Hello everyone I am new to this forum. I have just recently purchased a 1970 GTO. A car I have wanted for the last 10 years. Now I have one, however it's not in the greatest of shape. Right now I am going through the car and getting an idea what it's going to take to get her back together.

The roof panel will have to be replaced, it's too far gone. Does anyone know if a 71 or 72 roof panel from a donor car will work or look correct? Has anyone worked with the roof panel replacement skins that you see on Ebay or in catalogs?
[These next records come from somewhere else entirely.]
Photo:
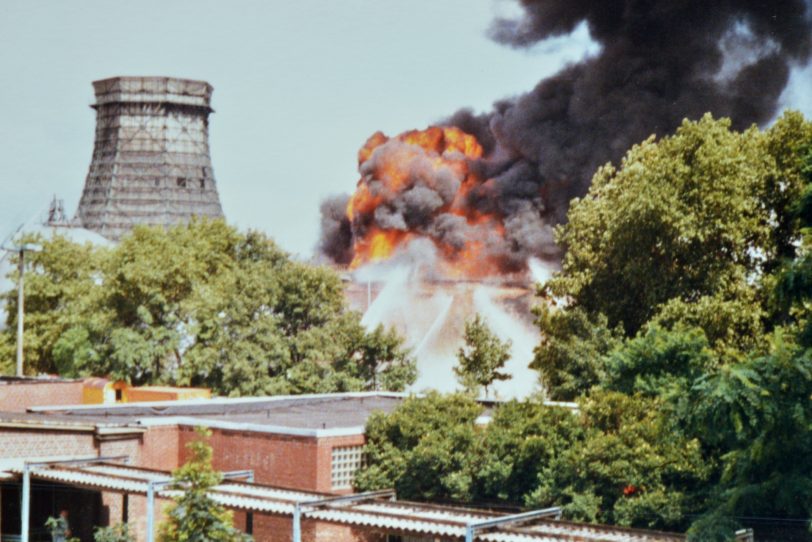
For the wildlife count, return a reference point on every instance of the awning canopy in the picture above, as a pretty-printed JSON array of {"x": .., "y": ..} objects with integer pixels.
[{"x": 390, "y": 516}]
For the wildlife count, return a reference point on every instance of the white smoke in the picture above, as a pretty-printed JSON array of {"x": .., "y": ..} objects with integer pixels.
[{"x": 431, "y": 313}]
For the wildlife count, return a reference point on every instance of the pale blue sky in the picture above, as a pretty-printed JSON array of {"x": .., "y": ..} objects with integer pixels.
[{"x": 299, "y": 86}]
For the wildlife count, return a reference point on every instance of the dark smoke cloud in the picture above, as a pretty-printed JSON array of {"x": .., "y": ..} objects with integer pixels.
[
  {"x": 336, "y": 233},
  {"x": 659, "y": 62}
]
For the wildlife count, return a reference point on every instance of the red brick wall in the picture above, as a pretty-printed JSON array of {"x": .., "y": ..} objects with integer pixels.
[
  {"x": 161, "y": 448},
  {"x": 274, "y": 528},
  {"x": 26, "y": 443},
  {"x": 20, "y": 396},
  {"x": 279, "y": 460},
  {"x": 293, "y": 462}
]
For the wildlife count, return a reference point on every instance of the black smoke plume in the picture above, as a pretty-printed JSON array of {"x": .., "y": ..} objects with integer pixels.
[{"x": 658, "y": 63}]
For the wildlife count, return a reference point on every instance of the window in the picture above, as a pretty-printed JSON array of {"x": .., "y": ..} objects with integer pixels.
[{"x": 346, "y": 460}]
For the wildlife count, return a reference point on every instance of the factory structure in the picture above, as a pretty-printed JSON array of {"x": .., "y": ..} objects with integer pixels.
[
  {"x": 151, "y": 162},
  {"x": 289, "y": 464},
  {"x": 105, "y": 451}
]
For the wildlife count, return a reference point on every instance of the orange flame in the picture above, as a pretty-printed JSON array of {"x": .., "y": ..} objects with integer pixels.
[{"x": 387, "y": 174}]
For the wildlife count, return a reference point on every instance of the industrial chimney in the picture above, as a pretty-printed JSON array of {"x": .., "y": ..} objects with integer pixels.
[{"x": 151, "y": 161}]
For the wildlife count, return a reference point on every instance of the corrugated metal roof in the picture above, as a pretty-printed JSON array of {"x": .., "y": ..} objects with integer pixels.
[{"x": 392, "y": 516}]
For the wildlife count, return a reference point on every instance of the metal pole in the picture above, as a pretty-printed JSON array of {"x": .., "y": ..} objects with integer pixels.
[
  {"x": 20, "y": 310},
  {"x": 297, "y": 523},
  {"x": 150, "y": 512},
  {"x": 26, "y": 504}
]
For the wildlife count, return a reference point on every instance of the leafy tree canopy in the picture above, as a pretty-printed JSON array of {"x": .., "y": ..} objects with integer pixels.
[
  {"x": 200, "y": 304},
  {"x": 481, "y": 357},
  {"x": 194, "y": 516}
]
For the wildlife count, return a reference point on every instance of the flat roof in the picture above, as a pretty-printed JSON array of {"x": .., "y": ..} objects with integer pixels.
[{"x": 320, "y": 415}]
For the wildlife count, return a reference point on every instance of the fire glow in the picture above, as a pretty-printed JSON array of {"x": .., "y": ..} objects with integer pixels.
[{"x": 417, "y": 185}]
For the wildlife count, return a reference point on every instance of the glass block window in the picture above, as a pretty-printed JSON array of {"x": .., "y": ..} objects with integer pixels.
[{"x": 346, "y": 460}]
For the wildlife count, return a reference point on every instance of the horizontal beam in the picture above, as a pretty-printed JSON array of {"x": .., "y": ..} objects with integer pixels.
[
  {"x": 355, "y": 497},
  {"x": 501, "y": 521},
  {"x": 100, "y": 459}
]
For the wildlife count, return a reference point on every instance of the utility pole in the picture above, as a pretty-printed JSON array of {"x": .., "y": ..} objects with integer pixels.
[{"x": 21, "y": 250}]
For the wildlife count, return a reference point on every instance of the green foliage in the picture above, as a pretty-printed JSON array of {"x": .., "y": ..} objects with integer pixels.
[
  {"x": 114, "y": 533},
  {"x": 200, "y": 304},
  {"x": 681, "y": 218},
  {"x": 521, "y": 440},
  {"x": 757, "y": 417},
  {"x": 194, "y": 516},
  {"x": 629, "y": 468},
  {"x": 530, "y": 454},
  {"x": 570, "y": 356},
  {"x": 422, "y": 449},
  {"x": 61, "y": 291},
  {"x": 481, "y": 357}
]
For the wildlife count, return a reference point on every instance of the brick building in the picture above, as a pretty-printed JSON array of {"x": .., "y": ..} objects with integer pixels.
[{"x": 301, "y": 449}]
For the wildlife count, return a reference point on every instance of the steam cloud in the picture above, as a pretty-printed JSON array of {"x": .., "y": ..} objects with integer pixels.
[{"x": 659, "y": 62}]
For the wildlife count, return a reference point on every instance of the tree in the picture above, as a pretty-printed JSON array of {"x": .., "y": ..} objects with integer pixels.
[
  {"x": 115, "y": 533},
  {"x": 61, "y": 293},
  {"x": 481, "y": 357},
  {"x": 659, "y": 362},
  {"x": 423, "y": 448},
  {"x": 570, "y": 355},
  {"x": 194, "y": 516},
  {"x": 681, "y": 218},
  {"x": 757, "y": 418},
  {"x": 687, "y": 232},
  {"x": 628, "y": 468},
  {"x": 201, "y": 304}
]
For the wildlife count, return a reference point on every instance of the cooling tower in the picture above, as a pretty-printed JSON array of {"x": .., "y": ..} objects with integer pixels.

I haven't found a replacement for the 1970 roof brace anywhere, does anyone know if roof braces from any other GM car would work?


----------



## Too Many Projects (Nov 15, 2008)

Welcome to the fun, as in blood, sweat and tears........
The 71-72 roof panels are the same as your 70. I don't know for a fact that the inner braces from a Chevelle are identical but I would put money on it that they are. I haven't heard of anyone installing any of the aftermarket roof panels, so I can't help ya there. I suggest looking for a donor to get all the pieces you need and to see how it all goes together too......:cheers


----------



## Josh.AZ.GTO (Jul 11, 2009)

Thanks for the advice. I'll have to keep my eye out for a donor roof. 

The car arrived yesterday, so I just finally got to see the roof in person. I lucked out the braces aren't seriously damaged, just surface rust. May be able to reuse with some prep. Only bad thing is the rust has crept into the upper window channel on the windshield.

With some blood sweat and tears possibly some gears she'll be back in good shape.


----------



## stracener (Jul 27, 2010)

Josh.AZ.GTO said:


> Thanks for the advice. I'll have to keep my eye out for a donor roof.
> 
> The car arrived yesterday, so I just finally got to see the roof in person. I lucked out the braces aren't seriously damaged, just surface rust. May be able to reuse with some prep. Only bad thing is the rust has crept into the upper window channel on the windshield.
> 
> With some blood sweat and tears possibly some gears she'll be back in good shape.


This is an old thread, but how did the roof replacement go? I'm in the process of doing that on my '72 right now and any tips would be greatly appreciated.


----------